NCT07294391 · Status: NOT_YET_RECRUITING · Phase: PHASE2 · Type: INTERVENTIONAL · Enrollment: 60

Last updated 2025-12-19

No results posted yet for this study

Summary

Albumin-assisted therapy has demonstrated good safety and potential neuroprotective effects following mechanical thrombectomy. To further systematically evaluate its efficacy and safety, we are conducting a Phase IIa clinical trial of intra-arterial albumin administration combined with mechanical thrombectomy in patients with acute ischemic stroke.
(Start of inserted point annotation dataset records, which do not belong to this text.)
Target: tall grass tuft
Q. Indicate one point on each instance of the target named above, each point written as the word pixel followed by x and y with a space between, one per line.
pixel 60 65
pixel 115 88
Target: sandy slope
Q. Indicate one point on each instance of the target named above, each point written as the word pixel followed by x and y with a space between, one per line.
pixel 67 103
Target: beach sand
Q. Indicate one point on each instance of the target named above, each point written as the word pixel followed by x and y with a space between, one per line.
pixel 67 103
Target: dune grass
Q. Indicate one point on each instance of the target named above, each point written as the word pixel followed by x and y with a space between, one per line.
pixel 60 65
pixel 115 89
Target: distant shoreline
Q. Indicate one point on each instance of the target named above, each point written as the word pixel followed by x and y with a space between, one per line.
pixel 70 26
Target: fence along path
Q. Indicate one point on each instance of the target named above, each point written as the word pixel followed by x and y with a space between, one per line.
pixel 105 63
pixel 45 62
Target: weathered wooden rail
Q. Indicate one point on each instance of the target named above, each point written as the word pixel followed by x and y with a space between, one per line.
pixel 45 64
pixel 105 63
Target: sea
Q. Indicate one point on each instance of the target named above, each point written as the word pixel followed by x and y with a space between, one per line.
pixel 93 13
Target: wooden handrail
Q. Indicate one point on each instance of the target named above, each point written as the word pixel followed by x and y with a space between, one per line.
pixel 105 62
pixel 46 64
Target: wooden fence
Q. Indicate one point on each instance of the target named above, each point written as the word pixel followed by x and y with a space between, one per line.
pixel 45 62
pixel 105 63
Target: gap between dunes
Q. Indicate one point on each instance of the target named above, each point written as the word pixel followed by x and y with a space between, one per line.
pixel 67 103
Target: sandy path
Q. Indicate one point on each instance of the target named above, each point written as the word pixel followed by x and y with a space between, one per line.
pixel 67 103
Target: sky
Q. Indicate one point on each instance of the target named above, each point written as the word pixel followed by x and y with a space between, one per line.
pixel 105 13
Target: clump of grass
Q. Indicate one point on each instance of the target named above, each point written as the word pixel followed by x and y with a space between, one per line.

This is a double-center, prospective, open-label, endpoint-blinded, randomized controlled trial designed to preliminarily assess the efficacy and safety of intra-arterial infusion of 20% human albumin after successful recanalization in patients with acute ischemic stroke caused by anterior circulation large-vessel occlusion who undergo mechanical thrombectomy. A total of 60 patients will be enrolled and randomized in a 1:1 ratio by dynamic minimization into two groups: the albumin group (0.6 g/kg of 20% human albumin solution plus mechanical thrombectomy) and the control group (mechanical thrombectomy alone).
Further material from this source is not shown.